Creation of Lake Shafer began in 1922 with the construction of the Norway Dam at river mile 30.2 above the confluence of the Wabash River. Construction of the dam finished in June, 1923, and it remains standing approximately one mile north of Monticello.

Lake Shafer remains the more commercial of the Twin Lakes, largely due to the presence of the Indiana Beach Amusement Park and Camp Resort. There are also a vast number of rental cottages and homes as well as boat rental marinas. Many of Lake Shafer's residents are part-timers, spending the majority of their time at the lake on weekends, traditionally April through October. The lake is often busy with boat traffic on summer weekends due to the increase in tourists.

==Ecology==

Because it is located in the Tippecanoe River drainage basin, it is a natural sediment trap. These feeding sediments have caused some parts of the northern part of the lake to be shallowed to as low as 4 feet. Since 2004, there have been active efforts to dredge many parts of the shallow areas on the lake to remove debris from the bottom of the lake, remove sandbars, and increase the lake's depth.

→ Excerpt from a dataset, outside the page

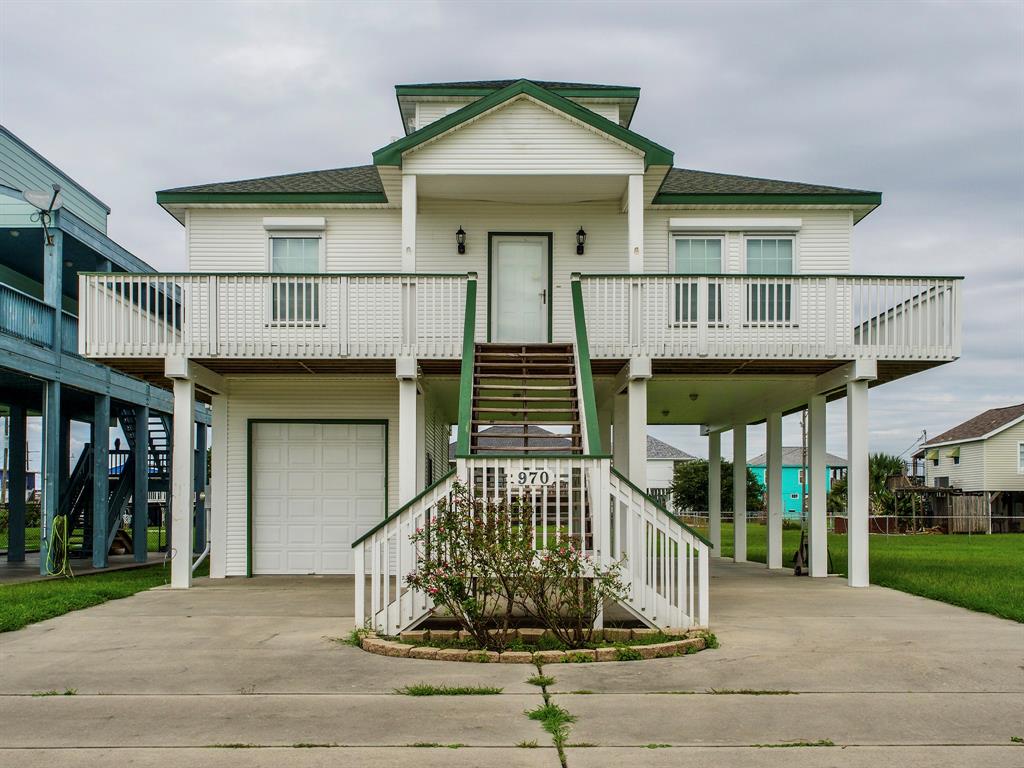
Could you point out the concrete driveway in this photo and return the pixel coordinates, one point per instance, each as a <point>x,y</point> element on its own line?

Since its formation, Lake Shafer has been drained in 1965, 1975, 1985, and 1995, so repair work could be made to the Norway Dam..

It was announced that in late April 2008, Lake Shafer will be drained once again for repairs to the Norway Dam. It will be drained 3 feet the weekend of April 26–27, and six feet by May 3–4. Only the main riverbed will remain during the draining of it.